Now, if you find yourself wondering if Max’s appearance has altered, too — other than that which has been done by booze, drugs, and age, that is — it has. Portrayed in the first two games by series creator Sam (Järvi) Lake, Max is finally brought to life by the same man who has been voicing his character (in English speaking countries) since the original Max Payne first hit shelves in 2001: actor James McCaffrey, who also voices the now-legendary character once more (it would have been sacrilege, otherwise, right?). It was a wise move, too, since the character is now a more chiseled, grizzled one this time ’round, and Lake’s eternally youthful face just wasn’t going to cut it on this front, kids. So, thanks the phenomenon of motion capture (much like we saw in the stellar L.A. Noire), both McCaffrey and Payne have been brought forth into the modern world of video gaming.
That’s right: no more graphic novel-style panels with voice and thought bubbles. We have moved into the world of High-Definition; frankly, I would have felt profoundly ripped-off had they kept up with the old technique on this one and not used full motion. The graphics are pretty damn impressive overall, though the game’s tendency to deliberately flutter (like a found-footage film would do) and to flash pointless keywords of dialogue on the screen is more annoying than it is artistic, so I might dock Rockstar Vancouver a point or two for that alone.

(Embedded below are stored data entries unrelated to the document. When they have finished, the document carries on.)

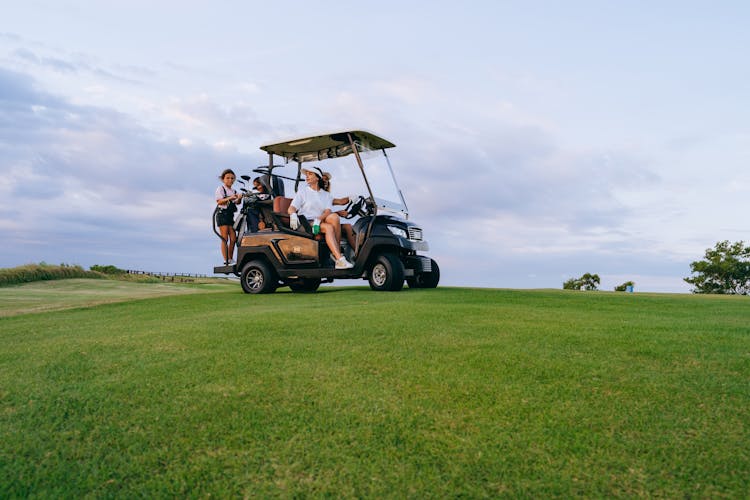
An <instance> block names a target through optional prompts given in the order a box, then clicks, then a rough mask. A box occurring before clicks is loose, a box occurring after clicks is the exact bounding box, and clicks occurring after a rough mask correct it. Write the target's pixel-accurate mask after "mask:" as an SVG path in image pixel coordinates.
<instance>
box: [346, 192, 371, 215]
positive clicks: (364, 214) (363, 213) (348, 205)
mask: <svg viewBox="0 0 750 500" xmlns="http://www.w3.org/2000/svg"><path fill="white" fill-rule="evenodd" d="M369 209H370V204H369V203H367V200H366V199H365V197H364V196H358V197H357V200H356V201H352V200H349V203H348V204H347V205H346V207H345V208H344V210H346V216H345V217H344V218H345V219H353V218H354V217H356V216H358V215H359V216H360V217H365V216H367V215H370V213H369Z"/></svg>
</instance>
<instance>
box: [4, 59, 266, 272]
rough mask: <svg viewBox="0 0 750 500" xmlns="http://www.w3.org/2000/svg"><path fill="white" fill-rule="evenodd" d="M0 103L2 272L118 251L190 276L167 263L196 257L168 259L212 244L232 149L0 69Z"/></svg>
mask: <svg viewBox="0 0 750 500" xmlns="http://www.w3.org/2000/svg"><path fill="white" fill-rule="evenodd" d="M0 104H1V106H0V109H2V111H1V112H0V170H1V171H2V181H1V182H0V194H1V195H2V199H0V227H2V228H3V233H4V235H3V243H2V247H3V251H2V254H3V262H2V263H0V265H18V264H19V263H23V262H27V261H28V260H34V257H33V255H34V254H35V253H38V254H39V256H38V257H37V258H36V260H47V261H55V260H57V259H56V255H57V254H60V255H68V256H70V255H73V258H69V257H68V258H69V259H70V260H67V261H68V262H76V263H81V264H82V265H91V264H93V263H97V262H98V263H106V261H103V260H100V258H101V256H106V255H110V252H111V250H112V249H117V251H116V252H114V253H115V254H122V255H124V256H130V257H132V258H133V260H134V261H140V262H141V263H143V262H146V257H145V256H148V255H153V256H154V258H153V261H152V262H154V265H155V266H157V267H159V266H160V267H161V269H160V270H165V271H166V270H171V271H189V270H191V269H190V268H188V269H182V270H180V269H175V268H174V267H173V266H174V265H175V263H180V262H183V263H186V262H188V261H190V259H191V258H192V259H194V258H195V256H192V257H185V256H180V258H172V257H173V255H172V254H173V253H174V252H178V253H179V252H181V251H183V252H187V253H190V252H192V250H190V249H193V248H196V249H200V248H207V247H208V246H213V245H210V244H211V243H214V241H213V240H212V238H213V237H212V235H211V223H210V220H211V219H210V216H211V212H212V210H213V208H214V204H213V202H212V193H213V187H212V186H213V185H214V184H216V183H218V180H217V178H216V176H217V175H218V172H219V171H220V170H221V169H223V168H227V167H229V168H235V169H237V170H243V169H247V168H248V164H249V163H250V161H249V159H248V157H247V156H245V155H241V154H239V153H237V152H235V151H233V150H222V149H220V148H215V147H213V146H211V145H207V144H205V143H201V142H200V141H191V143H190V144H189V145H188V146H185V145H184V144H180V142H179V140H178V139H176V138H175V139H171V138H163V137H159V136H157V135H156V134H154V133H153V132H152V131H150V130H147V129H144V128H142V127H140V126H139V125H138V124H137V123H135V122H134V120H133V119H132V118H130V117H129V116H127V115H124V114H122V113H118V112H116V111H113V110H111V109H104V108H97V107H91V106H81V105H76V104H72V103H70V102H68V101H66V100H65V99H62V98H60V97H56V96H53V95H51V94H48V93H46V92H44V91H41V90H39V89H37V88H36V86H35V83H34V80H32V79H31V78H29V77H28V76H26V75H23V74H19V73H16V72H12V71H8V70H5V69H2V68H0ZM254 163H255V162H252V163H250V164H251V165H253V164H254ZM175 245H176V246H175ZM177 246H179V247H180V248H177ZM185 249H187V250H185ZM50 252H51V255H50ZM22 256H26V257H22ZM19 258H23V260H22V261H21V262H19V261H18V260H15V261H13V259H19ZM6 259H7V260H6ZM125 260H127V259H125ZM157 262H158V264H156V263H157ZM209 262H210V261H209ZM113 263H115V264H118V263H119V264H121V265H135V264H130V263H129V262H122V261H120V262H113ZM157 270H159V269H157ZM204 271H205V272H207V271H208V269H206V270H204Z"/></svg>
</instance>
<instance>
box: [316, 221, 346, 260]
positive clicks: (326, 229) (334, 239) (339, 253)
mask: <svg viewBox="0 0 750 500" xmlns="http://www.w3.org/2000/svg"><path fill="white" fill-rule="evenodd" d="M326 220H328V219H326ZM320 232H321V233H323V234H324V235H325V237H326V245H328V249H329V250H330V251H331V253H332V254H333V256H334V258H335V259H336V260H338V259H340V258H341V250H339V243H338V241H336V236H335V229H334V227H333V226H332V225H331V224H329V223H328V222H321V223H320Z"/></svg>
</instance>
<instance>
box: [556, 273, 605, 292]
mask: <svg viewBox="0 0 750 500" xmlns="http://www.w3.org/2000/svg"><path fill="white" fill-rule="evenodd" d="M599 283H601V280H600V279H599V275H598V274H589V273H586V274H584V275H583V276H581V277H580V278H570V279H569V280H568V281H566V282H565V283H563V290H581V289H583V290H596V289H597V286H599Z"/></svg>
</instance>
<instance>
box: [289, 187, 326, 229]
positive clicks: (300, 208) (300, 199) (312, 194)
mask: <svg viewBox="0 0 750 500" xmlns="http://www.w3.org/2000/svg"><path fill="white" fill-rule="evenodd" d="M292 206H293V207H294V208H296V209H297V213H298V214H300V215H304V216H305V217H306V218H307V219H308V220H309V221H311V222H312V221H313V220H314V219H317V218H318V217H320V216H321V215H322V214H323V212H324V211H325V210H326V209H328V210H331V211H333V195H332V194H331V193H329V192H328V191H326V190H324V189H321V190H319V191H315V190H314V189H313V188H311V187H310V186H305V188H304V189H300V190H299V191H297V194H296V195H294V199H293V200H292Z"/></svg>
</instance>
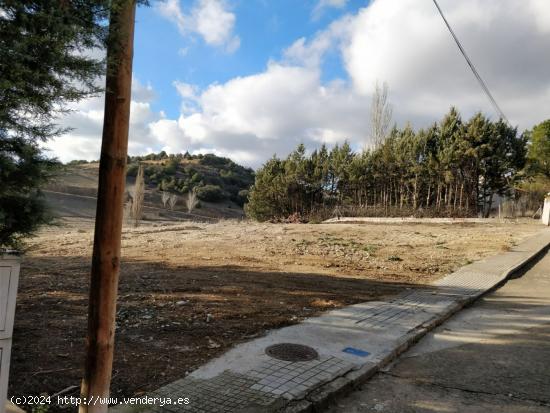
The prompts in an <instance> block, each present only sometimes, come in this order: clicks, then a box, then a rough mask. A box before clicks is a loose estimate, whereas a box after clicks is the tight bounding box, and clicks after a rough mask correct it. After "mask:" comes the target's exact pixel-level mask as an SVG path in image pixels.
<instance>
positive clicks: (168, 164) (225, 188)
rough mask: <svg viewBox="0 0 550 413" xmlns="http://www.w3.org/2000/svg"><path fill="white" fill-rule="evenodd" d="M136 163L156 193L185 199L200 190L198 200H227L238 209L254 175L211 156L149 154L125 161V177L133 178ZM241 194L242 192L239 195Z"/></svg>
mask: <svg viewBox="0 0 550 413" xmlns="http://www.w3.org/2000/svg"><path fill="white" fill-rule="evenodd" d="M139 163H144V165H146V167H145V170H144V173H145V182H146V183H147V184H148V185H150V186H154V187H156V188H157V189H158V190H160V191H168V192H172V193H176V194H180V195H185V194H187V193H188V192H189V191H191V190H193V189H197V190H199V189H200V193H201V194H202V195H199V198H200V199H202V200H203V201H208V202H220V201H222V200H225V199H231V200H232V201H233V202H235V203H237V204H238V205H240V206H242V205H243V204H244V203H245V202H246V200H247V195H248V194H247V191H248V189H249V188H250V186H251V185H252V183H253V182H254V171H253V170H252V169H250V168H245V167H243V166H240V165H237V164H236V163H234V162H233V161H232V160H230V159H228V158H222V157H219V156H216V155H213V154H206V155H190V154H189V153H188V152H187V153H185V154H169V155H168V154H166V153H165V152H161V153H159V154H154V153H153V154H149V155H146V156H134V157H129V160H128V171H127V175H128V176H135V174H136V173H137V170H138V165H139ZM243 191H244V192H243Z"/></svg>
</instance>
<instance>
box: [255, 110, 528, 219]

Sound-wise, McCaffrey’s extremely deep tenor is at such force here during Max’s inner monologue, that you might want to crank the subwoofer down a bit — the narration is so cavernous, that it literally vibrates the room far more than any explosion within the game does!

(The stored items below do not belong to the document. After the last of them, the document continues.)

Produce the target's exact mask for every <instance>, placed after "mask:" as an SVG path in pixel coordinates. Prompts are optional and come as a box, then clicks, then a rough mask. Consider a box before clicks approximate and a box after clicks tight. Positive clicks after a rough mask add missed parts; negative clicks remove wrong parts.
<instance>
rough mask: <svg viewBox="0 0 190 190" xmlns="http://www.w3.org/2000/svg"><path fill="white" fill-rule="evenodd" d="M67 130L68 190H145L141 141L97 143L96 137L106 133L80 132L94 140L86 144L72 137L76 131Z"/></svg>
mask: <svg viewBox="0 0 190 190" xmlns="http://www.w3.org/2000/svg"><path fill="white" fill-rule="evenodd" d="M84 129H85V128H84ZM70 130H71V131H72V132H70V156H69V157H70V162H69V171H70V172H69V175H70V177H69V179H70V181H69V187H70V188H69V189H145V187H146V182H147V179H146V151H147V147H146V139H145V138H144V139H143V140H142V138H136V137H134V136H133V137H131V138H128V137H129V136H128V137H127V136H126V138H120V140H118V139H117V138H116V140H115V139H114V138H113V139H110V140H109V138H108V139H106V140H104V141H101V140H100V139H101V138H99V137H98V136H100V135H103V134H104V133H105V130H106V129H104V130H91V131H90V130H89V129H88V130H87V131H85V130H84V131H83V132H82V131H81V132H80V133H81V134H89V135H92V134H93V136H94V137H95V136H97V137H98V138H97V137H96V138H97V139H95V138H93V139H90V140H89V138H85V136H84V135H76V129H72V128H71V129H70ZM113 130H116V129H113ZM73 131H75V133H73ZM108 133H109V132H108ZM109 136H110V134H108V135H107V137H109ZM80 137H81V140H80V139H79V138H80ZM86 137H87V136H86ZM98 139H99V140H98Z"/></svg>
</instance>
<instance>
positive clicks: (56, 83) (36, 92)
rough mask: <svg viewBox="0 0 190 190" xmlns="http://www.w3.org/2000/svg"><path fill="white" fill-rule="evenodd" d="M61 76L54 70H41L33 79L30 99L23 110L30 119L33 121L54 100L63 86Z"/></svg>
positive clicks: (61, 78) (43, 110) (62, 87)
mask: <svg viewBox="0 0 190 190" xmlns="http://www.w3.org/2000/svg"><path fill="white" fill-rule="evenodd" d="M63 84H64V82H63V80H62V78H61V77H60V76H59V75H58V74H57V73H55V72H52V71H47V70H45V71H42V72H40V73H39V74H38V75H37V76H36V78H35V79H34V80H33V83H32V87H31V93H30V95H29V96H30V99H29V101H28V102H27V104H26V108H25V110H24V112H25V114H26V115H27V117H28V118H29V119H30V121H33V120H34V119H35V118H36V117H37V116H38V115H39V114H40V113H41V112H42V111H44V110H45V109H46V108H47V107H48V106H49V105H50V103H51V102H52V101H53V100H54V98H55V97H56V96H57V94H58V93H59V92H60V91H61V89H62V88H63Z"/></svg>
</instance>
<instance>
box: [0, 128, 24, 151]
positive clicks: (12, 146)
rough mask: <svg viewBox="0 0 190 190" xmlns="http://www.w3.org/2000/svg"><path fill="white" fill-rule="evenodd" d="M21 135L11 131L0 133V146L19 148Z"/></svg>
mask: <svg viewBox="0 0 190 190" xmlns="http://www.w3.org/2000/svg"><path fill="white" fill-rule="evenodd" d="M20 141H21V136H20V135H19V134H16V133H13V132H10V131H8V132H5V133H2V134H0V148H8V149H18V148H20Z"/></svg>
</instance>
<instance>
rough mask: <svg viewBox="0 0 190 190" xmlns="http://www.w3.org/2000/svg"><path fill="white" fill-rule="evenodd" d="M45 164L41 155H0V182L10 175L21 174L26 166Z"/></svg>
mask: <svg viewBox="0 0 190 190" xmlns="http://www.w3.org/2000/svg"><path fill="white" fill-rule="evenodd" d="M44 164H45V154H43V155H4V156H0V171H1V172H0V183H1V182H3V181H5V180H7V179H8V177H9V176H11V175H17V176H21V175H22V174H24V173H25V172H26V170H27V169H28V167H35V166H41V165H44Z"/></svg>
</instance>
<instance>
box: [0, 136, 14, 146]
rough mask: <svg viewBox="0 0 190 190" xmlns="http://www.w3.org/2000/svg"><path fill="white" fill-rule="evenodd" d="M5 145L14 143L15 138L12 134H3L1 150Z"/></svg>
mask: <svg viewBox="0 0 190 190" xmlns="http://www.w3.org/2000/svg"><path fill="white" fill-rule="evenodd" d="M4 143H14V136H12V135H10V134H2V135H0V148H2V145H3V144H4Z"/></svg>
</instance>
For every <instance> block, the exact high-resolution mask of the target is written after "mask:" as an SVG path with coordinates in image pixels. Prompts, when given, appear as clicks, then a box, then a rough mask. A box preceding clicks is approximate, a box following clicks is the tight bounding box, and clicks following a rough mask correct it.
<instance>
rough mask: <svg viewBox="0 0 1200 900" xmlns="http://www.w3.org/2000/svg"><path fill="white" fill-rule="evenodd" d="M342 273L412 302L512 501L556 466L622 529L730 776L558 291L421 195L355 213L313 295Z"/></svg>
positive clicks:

The game’s assortment of weaponry will also have your walls-a-vibrating from all the shoot-outs. Unlike the previous two games, Max Payne 3 does not seem to give us the option of stocking up on Molotov cocktails. Sure, there’s the occasional grenade or rocket launcher to play with, but for the most part, it’s all about guns, kids. Max can either rely on a standard pistols, shotguns, rifles, and SMGs — even going as far as to go all Chow Yun-Fat on everyone by two-fisting it (in which case he’ll drop the larger piece of artillery, since he can’t carry ’em all — this isn’t Grand Theft Auto, you know!).
Various pieces of golden guns (Christopher Lee, where are you?) can be found throughout the game’s levels, which — once assembled — will result in said firearm becoming more powerful and having a greater ammo capacity. So, were you to find all three parts of an Uzi, all Uzis you find in the game from there on it would be golden and more powerful. Cool, huh?
Actually, I think the whole damn game was pretty cool — enough so as to still warrant my interest after having completed it the first time ’round (yes, on Easy). Max Payne 3 is arguably the best installment of the series thus far (though it can hardly be compared to the originals). It’s an exciting, pulse-pounding, and ultra-violent entry in an exciting, pulse-pounding, and ultra-violent series. Fans of shooters will probably be in hog’s heaven, but some traditionalists may find it to be a slight case of creative overkill. I thoroughly enjoyed it, though — and will more than likely go on doing so.
Max Payne 3 is rated M (Mature) by the ESRB for Blood and Gore, Intense Violence, Partial Nudity, Strong Language, Strong Sexual Content, Use of Drugs and Alcohol. This game can also be found on: PC and Xbox 360.